Тогда ты молчал - фон Бернут Криста. Страница 41

Когда наконец рассвело, он все же погрузился в неспокойный сон. Ему снилась девушка с темными кудрявыми волосами. Она шла впереди него, грива спадала ей на спину и блестела в невероятно ярком свете солнца. Давид чувствовал себя так, словно его запечатлели на старой выцветшей фотографии, но его как раз и не запечатлели, потому что он мог двигаться, — он бежал вслед за девушкой. Давид протянул руку, чтобы прикоснуться к ней, но как он ни старался, ему это не удавалось. Вокруг нее словно образовался невидимый защитный слой, сквозь который он не мог прорваться. Может, он совсем этого и не хотел.

Эта мысль заставила его остановиться: может, так и следовало поступить. Он остановился, а девушка удалялась от него с невероятной скоростью, словно на ногах у нее были семимильные сапоги. Он смотрел ей вслед и вдруг понял, кто это. Сильное возбуждение охватило его тело, от вожделения его начало трясти, ему казалось, что он умрет, если сейчас же не заполучит ее. Но она исчезла, оказалась вне досягаемости. Он пытался звать ее по имени, но у него пропал голос.

Даная. Он проснулся с ее именем на устах.

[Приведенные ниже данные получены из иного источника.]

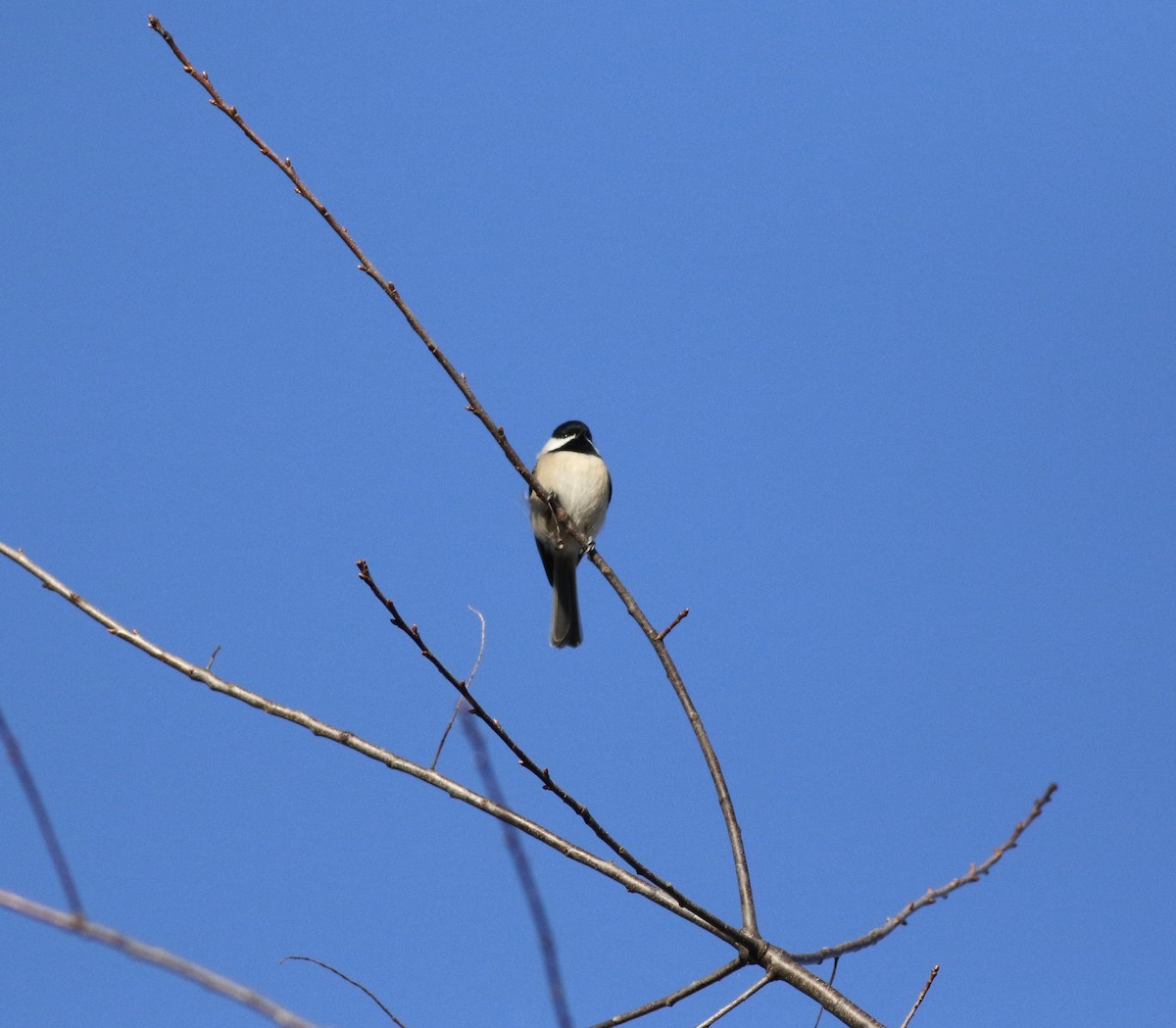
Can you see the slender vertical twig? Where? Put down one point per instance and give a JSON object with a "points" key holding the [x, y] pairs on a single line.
{"points": [[740, 999], [932, 895]]}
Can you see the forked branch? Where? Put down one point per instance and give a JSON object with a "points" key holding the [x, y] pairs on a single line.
{"points": [[498, 432], [975, 873]]}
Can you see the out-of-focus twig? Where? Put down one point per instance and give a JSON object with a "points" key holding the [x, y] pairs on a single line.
{"points": [[632, 882], [462, 703], [351, 981], [81, 926], [41, 814], [740, 999], [532, 894], [727, 806]]}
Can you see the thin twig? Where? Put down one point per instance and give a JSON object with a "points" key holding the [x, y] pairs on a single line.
{"points": [[833, 974], [673, 623], [41, 812], [932, 895], [368, 750], [462, 703], [153, 954], [918, 1003], [351, 981], [739, 853], [415, 633], [697, 986], [740, 999], [774, 959], [532, 894]]}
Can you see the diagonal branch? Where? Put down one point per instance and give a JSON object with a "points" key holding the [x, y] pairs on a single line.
{"points": [[545, 775], [41, 814], [774, 959], [532, 895], [376, 753], [81, 926], [698, 986], [351, 981], [498, 432], [932, 895]]}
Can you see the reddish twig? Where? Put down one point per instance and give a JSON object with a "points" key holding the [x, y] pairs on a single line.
{"points": [[922, 995], [41, 814], [739, 853], [932, 895]]}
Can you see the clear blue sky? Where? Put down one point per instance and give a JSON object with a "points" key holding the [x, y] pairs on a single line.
{"points": [[870, 310]]}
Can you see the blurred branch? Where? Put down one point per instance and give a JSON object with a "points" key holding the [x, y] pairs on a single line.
{"points": [[932, 895], [498, 432], [774, 959], [41, 812], [833, 974], [674, 623], [350, 981], [521, 862], [79, 924], [368, 750], [675, 997]]}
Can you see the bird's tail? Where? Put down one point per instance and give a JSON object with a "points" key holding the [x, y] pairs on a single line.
{"points": [[564, 604]]}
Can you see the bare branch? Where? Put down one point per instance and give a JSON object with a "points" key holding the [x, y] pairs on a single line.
{"points": [[79, 924], [542, 773], [674, 623], [833, 974], [41, 812], [385, 757], [697, 986], [534, 898], [933, 894], [774, 959], [462, 703], [740, 999], [351, 981], [739, 854], [922, 995]]}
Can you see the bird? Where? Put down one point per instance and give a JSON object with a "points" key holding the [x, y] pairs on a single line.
{"points": [[570, 467]]}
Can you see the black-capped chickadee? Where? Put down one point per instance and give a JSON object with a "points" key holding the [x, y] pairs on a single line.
{"points": [[569, 465]]}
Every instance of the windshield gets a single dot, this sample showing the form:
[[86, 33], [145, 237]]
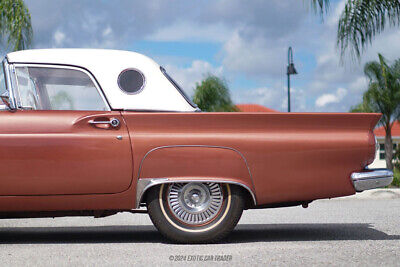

Утреннее солнце ярко освещало комнату, и его эрекция фатальным образом напомнила ему о его сне, которого не могло быть, не должно быть.

15

Среда, 23.07, 6 часов 5 минут

Мона тоже лежала в постели без сна, но совершенно по другой причине. Рядом с ней храпел Антон, мужчина, который вместе с их общим сыном был ее семьей, потому что другой у нее просто не было. Так происходит, когда нет выбора. Мона вспомнила о Лин, своей сестре, которая всегда ей помогала, но с самого начала восприняла Антона в штыки. Фокус заключался в том, что Лин выросла не рядом с тяжело больной матерью, в квартале разбитых витрин, а у их общего отца, в красивом месте, где не существовало молодежных банд. Она могла позволить себе отвергнуть такого, как Антон. Тогда Антон защищал Мону. Он был одним из предводителей в их квартале, а она была его подругой, и поэтому никто не имел права прикасаться к ней, и это было хорошо. Благодаря этому Мона выдержала и сложный период своей юности, и болезнь матери, которой становилось все хуже и хуже, свое чувство вины, потому что она не могла помочь матери, а вместо этого хотела находиться далеко-далеко отсюда. Лин не знала, что это такое. Она имела возможность выбрать себе мужа сама, совершенно свободно, без давления извне.

Мона и Антон никогда не будут свободны друг от друга.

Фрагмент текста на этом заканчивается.